The first few episodes of Camp aren't great, though the writing is decent in between the tropes. It doesn't hurt either, of course, that the cast is full of good looking people who don't wear a lot of clothes.  In fact, once the series opens up and starts delving into the backgrounds of the main characters, particularly the younger counselors, the drama and interest begins to build.  Kinda.

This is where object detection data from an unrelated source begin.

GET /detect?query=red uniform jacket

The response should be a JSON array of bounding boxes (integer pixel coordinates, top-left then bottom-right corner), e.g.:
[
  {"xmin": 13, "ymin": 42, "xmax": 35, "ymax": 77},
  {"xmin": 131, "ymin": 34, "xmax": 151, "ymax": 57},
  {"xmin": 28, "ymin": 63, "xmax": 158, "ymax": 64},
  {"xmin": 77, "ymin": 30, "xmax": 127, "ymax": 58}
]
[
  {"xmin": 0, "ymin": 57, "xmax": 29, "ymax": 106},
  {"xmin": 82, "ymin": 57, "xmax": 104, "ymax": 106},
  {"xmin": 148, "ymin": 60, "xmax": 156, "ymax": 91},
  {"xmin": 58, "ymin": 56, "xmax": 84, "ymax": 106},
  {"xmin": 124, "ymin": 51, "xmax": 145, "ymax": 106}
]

Camp is reminiscent of series like Everwood and to a lesser extent to The O.C., but it's not as emotional as Everwood nor as clever as The O.C. (hey, those exchanges in the first two seasons between Ryan Atwood and Seth Cohen stand the test of time).  Camp seems to want to be something more, but falls into things like inserting the Harlem Shake and Rhianna dance-numbers into scenes that don't need them (as if there are any that would).

At best, Camp is palatable background noise, but the hopeful might say that once it settles in it might be something more.  There's no reason to cut it slack because it's a network show, either.  One of the creators of CampLiz Heldens, comes from one of the best dramas NBC has ever aired -- Friday Night Lights.  But Camp is a long way from that, or from any of the other watershed broadcast dramas.  If you really want to watch something that subverts the story of summer camp misfits, watch Wet Hot American Summer.  Ultimately, Camp is nothing to write home about.

Camp premieres July 10th at 10 p.m. on NBC, and shouldn't be confused with the reality competition show Summer Camp, which is premiering on USA.